De acordo com a PBH, foram construídas 13,8 mil moradias entre 2009 e 2016 nos programas “Minha Casa, Minha Vida”, “Vila Viva” e “Orçamento Participativo da Habitação”.

“O programa de moradias não avançou mais. Seria o ‘Minha Casa, Minha Vida’ mais bonito do país, no Granja Werneck”, comentou Lacerda. 

O prefeito questionou o número de 8 mil famílias no local, como apontado pelos ocupantes – “Não passam de duas mil famílias”, disse –, e reforçou que parte dos moradores não é natural de Belo Horizonte.

Metrô

“Vieram só os R$ 50 milhões para a elaboração do projeto de expansão do metrô”, destacou Lacerda quanto ao impasse das obras.

“A disputa política entre o PSDB e o PT prejudicou muito”, observou o prefeito, lamentando que as obras do metrô tenham avançado, no mesmo período, em outras capitais, como Rio de Janeiro, São Paulo e Salvador.

Ainda sobre mobilidade, Lacerda informou que o município estuda a possibilidade de reajuste da passagem de ônibus para o próximo ano, decisão que precisa ser apresentada até o próximo dia 27. 

“O problema é que o número de passageiros tem caído a cada ano, o que torna o equilíbrio das empresas ruim. Ao mesmo tempo, a demanda cai porque a passagem é cara”, ponderou.

“Não existe caixa-preta do transporte coletivo de BH. Isso é uma lenda. Os custos são muito conhecidos”, emendou.

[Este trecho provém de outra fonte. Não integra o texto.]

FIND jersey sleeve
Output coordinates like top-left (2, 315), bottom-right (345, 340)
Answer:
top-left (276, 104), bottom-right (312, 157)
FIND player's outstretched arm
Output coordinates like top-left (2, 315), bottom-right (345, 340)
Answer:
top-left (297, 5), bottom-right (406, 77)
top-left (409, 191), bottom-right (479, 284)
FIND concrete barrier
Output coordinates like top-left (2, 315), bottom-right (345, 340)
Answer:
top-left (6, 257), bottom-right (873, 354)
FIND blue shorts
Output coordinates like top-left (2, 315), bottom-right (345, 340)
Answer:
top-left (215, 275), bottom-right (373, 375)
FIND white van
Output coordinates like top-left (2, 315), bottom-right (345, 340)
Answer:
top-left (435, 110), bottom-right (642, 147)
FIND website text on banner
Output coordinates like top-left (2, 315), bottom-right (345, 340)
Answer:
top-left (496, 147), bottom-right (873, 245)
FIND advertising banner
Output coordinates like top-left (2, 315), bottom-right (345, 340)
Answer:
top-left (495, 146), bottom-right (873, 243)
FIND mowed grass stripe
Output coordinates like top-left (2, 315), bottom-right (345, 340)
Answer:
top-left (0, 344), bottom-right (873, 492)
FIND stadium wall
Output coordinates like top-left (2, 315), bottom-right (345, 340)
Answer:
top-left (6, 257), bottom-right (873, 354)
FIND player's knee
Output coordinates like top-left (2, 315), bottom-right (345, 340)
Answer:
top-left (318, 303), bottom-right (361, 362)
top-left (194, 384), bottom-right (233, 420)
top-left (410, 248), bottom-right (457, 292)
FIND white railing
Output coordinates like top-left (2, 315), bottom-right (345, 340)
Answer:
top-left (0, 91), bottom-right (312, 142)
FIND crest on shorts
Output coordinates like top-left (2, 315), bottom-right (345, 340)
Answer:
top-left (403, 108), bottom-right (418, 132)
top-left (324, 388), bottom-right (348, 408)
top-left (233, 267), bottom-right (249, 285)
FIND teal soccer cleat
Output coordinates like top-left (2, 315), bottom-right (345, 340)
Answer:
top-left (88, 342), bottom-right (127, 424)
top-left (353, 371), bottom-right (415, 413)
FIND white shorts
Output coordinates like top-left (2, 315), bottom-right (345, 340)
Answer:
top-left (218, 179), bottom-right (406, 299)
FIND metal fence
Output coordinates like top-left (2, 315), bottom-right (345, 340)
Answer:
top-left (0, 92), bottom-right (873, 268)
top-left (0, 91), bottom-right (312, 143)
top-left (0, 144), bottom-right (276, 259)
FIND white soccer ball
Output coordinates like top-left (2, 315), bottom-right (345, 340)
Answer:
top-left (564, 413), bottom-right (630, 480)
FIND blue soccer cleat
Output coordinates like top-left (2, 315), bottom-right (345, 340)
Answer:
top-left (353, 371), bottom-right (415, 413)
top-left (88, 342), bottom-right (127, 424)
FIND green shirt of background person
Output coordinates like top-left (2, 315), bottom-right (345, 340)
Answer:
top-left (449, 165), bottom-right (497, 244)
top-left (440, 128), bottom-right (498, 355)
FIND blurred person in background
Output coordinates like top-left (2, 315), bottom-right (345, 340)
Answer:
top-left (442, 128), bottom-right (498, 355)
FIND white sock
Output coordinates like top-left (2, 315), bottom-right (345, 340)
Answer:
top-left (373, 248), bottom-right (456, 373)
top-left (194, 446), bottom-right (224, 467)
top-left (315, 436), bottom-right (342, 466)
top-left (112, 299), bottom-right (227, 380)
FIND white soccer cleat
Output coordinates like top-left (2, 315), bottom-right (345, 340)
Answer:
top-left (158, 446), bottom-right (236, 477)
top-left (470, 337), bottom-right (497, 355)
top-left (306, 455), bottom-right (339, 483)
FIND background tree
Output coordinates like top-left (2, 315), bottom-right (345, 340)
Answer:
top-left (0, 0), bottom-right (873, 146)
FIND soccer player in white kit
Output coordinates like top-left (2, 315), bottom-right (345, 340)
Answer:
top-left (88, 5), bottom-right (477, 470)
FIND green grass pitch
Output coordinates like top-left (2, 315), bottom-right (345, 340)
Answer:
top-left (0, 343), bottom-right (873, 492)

Lacerda defende proximidade com os vereadores da capital

Durante a apresentação do balanço do mandato, Lacerda disse ter mantido uma relação amistosa com a Câmara Municipal durante boa parte do mandato, e que isso pode ser observado na aprovação de projetos considerados importantes por ele, como o modelo de PPP para a construção de creches – que teve a resistência de alguns setores, lembrou. 

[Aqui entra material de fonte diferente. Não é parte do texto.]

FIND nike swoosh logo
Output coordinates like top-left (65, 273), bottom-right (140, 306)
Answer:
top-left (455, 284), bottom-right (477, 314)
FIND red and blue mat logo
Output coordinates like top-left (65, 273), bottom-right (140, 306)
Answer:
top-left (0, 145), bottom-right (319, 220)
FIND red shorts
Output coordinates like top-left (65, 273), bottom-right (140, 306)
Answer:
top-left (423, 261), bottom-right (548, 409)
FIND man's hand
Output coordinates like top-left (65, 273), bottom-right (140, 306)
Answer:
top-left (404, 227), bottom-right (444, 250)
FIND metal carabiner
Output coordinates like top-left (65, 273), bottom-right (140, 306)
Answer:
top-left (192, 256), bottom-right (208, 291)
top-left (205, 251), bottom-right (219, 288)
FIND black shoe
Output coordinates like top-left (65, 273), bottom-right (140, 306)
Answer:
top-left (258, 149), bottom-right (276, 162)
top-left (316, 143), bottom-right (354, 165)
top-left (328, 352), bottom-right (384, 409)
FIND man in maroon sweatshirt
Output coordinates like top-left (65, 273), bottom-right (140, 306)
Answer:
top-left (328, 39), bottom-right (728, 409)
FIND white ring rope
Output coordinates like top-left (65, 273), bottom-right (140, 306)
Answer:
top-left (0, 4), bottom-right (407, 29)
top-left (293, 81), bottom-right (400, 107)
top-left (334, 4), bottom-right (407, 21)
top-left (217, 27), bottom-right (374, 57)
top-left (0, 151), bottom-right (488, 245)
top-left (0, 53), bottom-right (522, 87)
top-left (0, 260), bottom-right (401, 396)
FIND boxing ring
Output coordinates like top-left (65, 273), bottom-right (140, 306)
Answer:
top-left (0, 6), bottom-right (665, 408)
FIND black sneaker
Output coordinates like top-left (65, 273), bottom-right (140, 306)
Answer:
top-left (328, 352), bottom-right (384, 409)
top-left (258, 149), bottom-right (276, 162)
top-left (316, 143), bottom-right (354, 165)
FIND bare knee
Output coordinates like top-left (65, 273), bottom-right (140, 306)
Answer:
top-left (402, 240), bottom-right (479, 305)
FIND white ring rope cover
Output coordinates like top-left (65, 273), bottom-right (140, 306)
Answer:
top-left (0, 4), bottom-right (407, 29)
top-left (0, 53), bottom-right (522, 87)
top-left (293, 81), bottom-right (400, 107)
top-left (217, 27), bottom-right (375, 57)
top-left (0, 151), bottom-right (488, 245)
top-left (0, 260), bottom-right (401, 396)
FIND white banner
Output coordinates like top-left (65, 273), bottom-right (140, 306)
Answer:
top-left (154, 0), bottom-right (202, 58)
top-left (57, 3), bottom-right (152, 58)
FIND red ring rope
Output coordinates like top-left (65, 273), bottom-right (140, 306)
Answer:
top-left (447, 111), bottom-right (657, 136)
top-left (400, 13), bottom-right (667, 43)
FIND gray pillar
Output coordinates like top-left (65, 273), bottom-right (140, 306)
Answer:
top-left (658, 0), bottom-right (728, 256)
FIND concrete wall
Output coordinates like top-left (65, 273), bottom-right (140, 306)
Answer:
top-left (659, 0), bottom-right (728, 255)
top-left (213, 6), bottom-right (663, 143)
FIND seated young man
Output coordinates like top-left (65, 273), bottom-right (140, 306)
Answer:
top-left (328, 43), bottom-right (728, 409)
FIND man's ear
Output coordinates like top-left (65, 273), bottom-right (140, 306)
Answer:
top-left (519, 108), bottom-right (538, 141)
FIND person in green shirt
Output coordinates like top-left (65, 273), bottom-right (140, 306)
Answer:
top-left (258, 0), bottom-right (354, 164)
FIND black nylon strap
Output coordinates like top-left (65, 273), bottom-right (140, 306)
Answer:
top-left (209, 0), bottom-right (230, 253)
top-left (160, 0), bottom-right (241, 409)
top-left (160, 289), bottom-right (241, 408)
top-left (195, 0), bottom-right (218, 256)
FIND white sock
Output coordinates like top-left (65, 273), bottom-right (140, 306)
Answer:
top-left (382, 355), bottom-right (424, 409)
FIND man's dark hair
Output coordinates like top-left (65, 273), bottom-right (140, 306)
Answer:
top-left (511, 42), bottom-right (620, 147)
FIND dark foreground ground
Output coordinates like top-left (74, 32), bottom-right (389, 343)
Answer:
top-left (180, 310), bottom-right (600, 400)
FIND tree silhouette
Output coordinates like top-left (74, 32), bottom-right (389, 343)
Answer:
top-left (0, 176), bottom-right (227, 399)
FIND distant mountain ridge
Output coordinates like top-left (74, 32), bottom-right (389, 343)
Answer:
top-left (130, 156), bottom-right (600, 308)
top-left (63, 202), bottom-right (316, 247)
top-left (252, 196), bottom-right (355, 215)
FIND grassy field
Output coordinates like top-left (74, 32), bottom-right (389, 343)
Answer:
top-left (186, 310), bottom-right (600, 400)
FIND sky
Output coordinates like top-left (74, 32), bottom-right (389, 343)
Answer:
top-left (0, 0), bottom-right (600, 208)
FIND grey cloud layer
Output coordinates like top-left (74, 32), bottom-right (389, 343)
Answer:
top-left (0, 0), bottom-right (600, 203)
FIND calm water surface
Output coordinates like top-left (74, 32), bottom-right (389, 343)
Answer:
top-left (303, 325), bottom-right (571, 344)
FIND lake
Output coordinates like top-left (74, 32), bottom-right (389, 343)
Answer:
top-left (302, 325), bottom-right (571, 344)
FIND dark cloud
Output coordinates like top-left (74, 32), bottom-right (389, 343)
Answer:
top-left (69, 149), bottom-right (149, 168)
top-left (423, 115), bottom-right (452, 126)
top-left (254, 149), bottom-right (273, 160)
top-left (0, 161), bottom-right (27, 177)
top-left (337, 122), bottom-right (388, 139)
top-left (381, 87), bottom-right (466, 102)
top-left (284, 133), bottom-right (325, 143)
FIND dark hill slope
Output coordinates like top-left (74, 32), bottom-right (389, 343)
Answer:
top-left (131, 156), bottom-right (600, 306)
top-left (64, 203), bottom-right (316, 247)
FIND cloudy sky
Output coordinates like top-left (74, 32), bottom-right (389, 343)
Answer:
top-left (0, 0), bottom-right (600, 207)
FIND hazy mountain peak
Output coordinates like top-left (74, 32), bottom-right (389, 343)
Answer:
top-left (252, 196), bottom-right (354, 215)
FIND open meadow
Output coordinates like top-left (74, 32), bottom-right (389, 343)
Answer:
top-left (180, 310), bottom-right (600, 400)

“Neste último ano, com as eleições, essa relação não foi tão produtiva. Tem a ver com a dinâmica partidária do país. Cada parlamentar é quase como um partido. Deveríamos ter escolhido governar mais com os vereadores, pessoalmente, e menos com os partidos”, lamentou.

Lacerda pontuou que avaliará a mensagem da Câmara sobre o aumento do salário, que só foi entregue ontem. Um possível aumento do IPTU será analisado pela próxima gestão, informou

Futuro

Marcio Lacerda desconversou sobre o próprio futuro político após o desligamento do cargo, no dia 31. “Vou tirar belas férias em janeiro, não é Regina? Só tirava 10 dias”, disse, se referindo à mulher, na plateia.

“Todos me perguntam sobre 2018, mas antes de pensarmos nas eleições daquele ano é preciso cuidar de fazer o país crescer”, disse, pontuando que seria preciso uma prioridade maior de políticas públicas para conter o desemprego.